NeutralA stock rated as "Neutral" is expected to perform in line with the overall market or a specific benchmark. This rating indicates that the stock is neither particularly attractive nor unattractive for investment. Investors may consider holding onto the stock, as it is not expected to either significantly outperform or underperform the market.

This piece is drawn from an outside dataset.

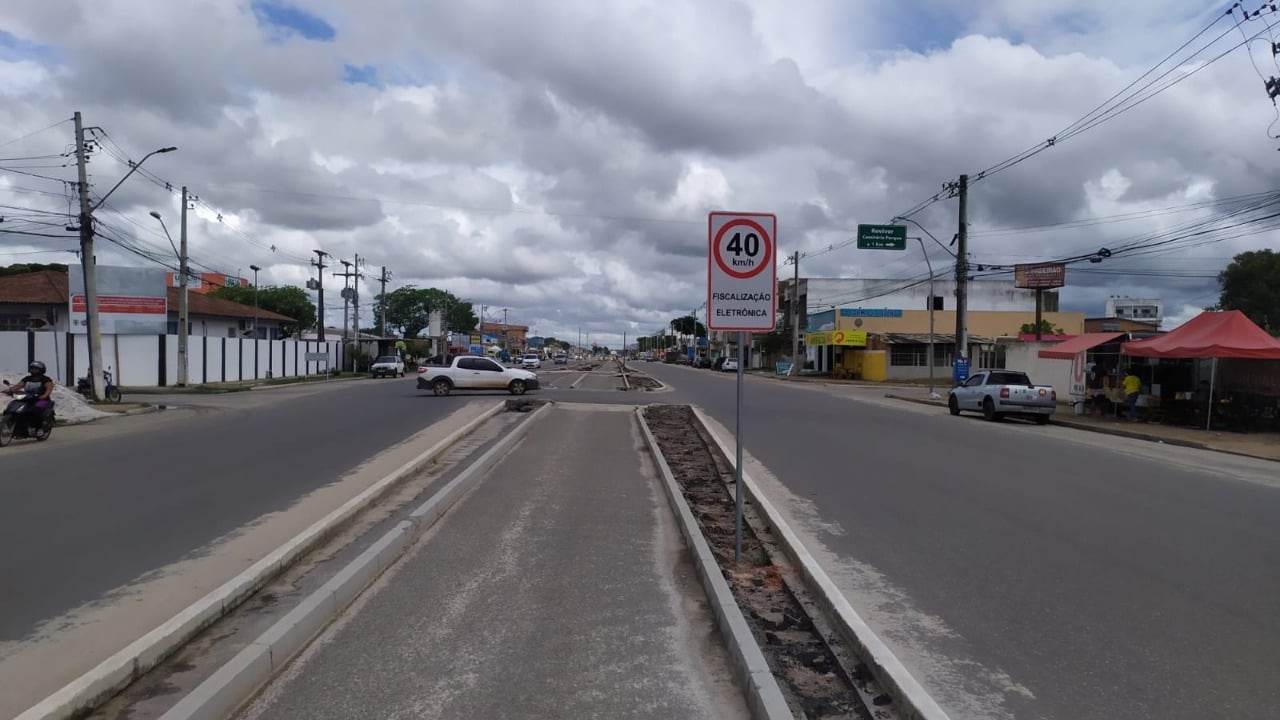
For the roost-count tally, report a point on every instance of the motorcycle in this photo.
(112, 392)
(22, 419)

UnderperformA stock rated as "Underperform" is expected to perform worse than the overall market or a specific benchmark over the near-to-medium term. This rating suggests that the stock may deliver lower returns compared to the average returns of other stocks in the same sector or market index. Investors might consider selling the stock or avoiding it as an investment.

Disclaimer

This AI Analyst Stock Report is automatically generated by our AI systems using advanced algorithms and publicly available financial, technical, and market data. While the information provided aims to be accurate and insightful, it is intended for informational purposes only and should not be considered financial advice. Any content created by an AI (Artificial Intelligence) system may contain inaccuracies and/or contain errors. Investing in stocks carries inherent risks, and past performance is not indicative of future results. This report does not account for your personal financial circumstances, objectives, or risk tolerance. Always conduct your own research or consult with a qualified financial advisor before making investment decisions. The analysis and recommendations provided are based on historical and current data and may not fully reflect future market conditions or unexpected developments. Neither the creators of this report nor its affiliated entities guarantee the accuracy, completeness, or reliability of the information presented. Use this report at your own discretion and risk.